Jadi, dari berbagai penjelasan dalam bab ini secara keseluruhan kita akan melihat bahwa ada sebuah rangkaian peristiwa dan perubahan yang saling berkaitan satu dengan lainnya. Perubahan dan krisis yang terjadi di negara Indonesia, baik secara ekonomi dan terutama politik saat ini, ternyata tidak terlepas dari terjadinya krisis ekonomi dan moneter yang terjadi semenjak tahun 1997. Secara politik, terlihat bahwa ada korelasi yang sangat kuat antara jatuhnya rezim otoriter Orde Baru dibawah Jendral Besar Suharto dengan terjadinya krisis ekonomi. Krisis ekonomi yang melanda Indonesia telah berhasil memperlemah kekuasaan Orde Baru. Orde baru yang selama lebih dari tiga dekade mengkonsentrasikan pemerintahannya pada persoalan ekonomi, telah terbukti gagal untuk menciptakan sebuah kestabilan dan keseimbangan fundamental ekonomi. Peran negara yang besar dalam ekonomi menjadi terbukti tidak efektif. Sebaliknya peran negara yang besar tadi pada akhirnya justru telah menciptakan bumerang bagi kekuasaan
Suharto. Sejalan dengan itu semua, jika dicermati kemunculan gerakan reformasi pada dasarnya juga merupakan salah satu akibat dari terjadinya krisis ekonomi. Hal ini menunjukan bahwa tuntutan reformasi seperti yang tengah terjadi sampai saat ini, dapat menjadi sebuah “senjata demokratisasi” yang efektif ketika negara berada pada posisi yang lemah secara ekonomi. Lemahnya posisi negara secara ekonomi ini, jelas akan sangat berdampak pada otonomi relatif yang dimiliki negara sebelumnya.

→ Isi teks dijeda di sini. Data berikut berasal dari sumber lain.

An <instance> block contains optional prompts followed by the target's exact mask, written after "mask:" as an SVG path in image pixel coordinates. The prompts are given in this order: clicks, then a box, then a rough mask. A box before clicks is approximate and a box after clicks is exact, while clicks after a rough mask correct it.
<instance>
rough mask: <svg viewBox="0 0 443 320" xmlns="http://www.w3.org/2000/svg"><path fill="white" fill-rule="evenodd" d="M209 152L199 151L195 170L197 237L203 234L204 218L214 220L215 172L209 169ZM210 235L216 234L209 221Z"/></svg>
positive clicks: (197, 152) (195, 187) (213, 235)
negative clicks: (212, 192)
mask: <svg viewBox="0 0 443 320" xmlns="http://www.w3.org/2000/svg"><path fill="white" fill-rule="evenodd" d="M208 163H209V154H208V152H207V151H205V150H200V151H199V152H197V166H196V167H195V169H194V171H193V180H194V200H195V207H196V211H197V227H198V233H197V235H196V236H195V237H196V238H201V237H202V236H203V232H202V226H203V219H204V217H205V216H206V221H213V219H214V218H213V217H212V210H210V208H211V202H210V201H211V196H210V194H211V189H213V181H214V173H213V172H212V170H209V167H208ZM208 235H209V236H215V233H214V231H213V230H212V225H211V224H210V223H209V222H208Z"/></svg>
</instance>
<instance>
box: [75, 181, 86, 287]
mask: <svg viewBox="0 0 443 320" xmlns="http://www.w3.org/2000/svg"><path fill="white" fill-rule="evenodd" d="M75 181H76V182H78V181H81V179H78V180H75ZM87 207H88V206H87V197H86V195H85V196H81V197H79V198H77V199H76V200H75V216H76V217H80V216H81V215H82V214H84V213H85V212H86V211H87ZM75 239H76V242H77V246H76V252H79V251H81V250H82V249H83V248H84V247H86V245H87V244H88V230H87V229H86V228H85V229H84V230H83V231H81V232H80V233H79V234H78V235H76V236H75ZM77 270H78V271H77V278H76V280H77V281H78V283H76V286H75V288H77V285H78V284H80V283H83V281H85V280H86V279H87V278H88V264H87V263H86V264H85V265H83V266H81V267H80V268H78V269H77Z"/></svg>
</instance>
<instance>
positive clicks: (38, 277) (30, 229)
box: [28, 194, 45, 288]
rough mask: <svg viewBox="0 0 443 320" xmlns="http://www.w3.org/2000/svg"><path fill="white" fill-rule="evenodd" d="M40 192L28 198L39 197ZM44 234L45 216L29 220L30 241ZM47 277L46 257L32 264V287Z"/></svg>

Lebih jauh lagi, ternyata dengan lengsernya Suharto yang selanjutnya diikuti dengan kemunculan gerakan reformasi, juga semakin menyudutkan posisi militer. Militer yang telah selama lebih dari 32 tahun mapan dalam dunia politik, kini semakin mendapat sorotan tajam. Konsep dwifungsi yang selama Orde Baru telah menjadi alat legitimasi bagi keterlibatan militer dalam masalah-masalah sosial dan politik juga terus mendapat kecaman. Sementara itu, krisis ekonomi yang kemudian terus berkembang menjadi krisis politik tersebut, terbukti cukup ampuh sebagai alat penghapusan peran militer dalam politik di Indonesia. Bila demikian, dengan kata lain dapat dikatakan bahwa berbagai perubahan politik yang terjadi selama ini adalah salah satu “hasil” dari terjadinya krisis ekonomi. Dan dengan semakin berkembangnya kecaman dan tuntutan untuk menghapuskan dwifungsi tersebut, berarti pula adanya peningkatan kesadaran dalam masyarakat untuk menjadikan militer Indonesia sebagai militer yang profesional. Dan hal ini juga dapat dilihat sebagai sebuah tuntutan dihapusnya bisnis militer.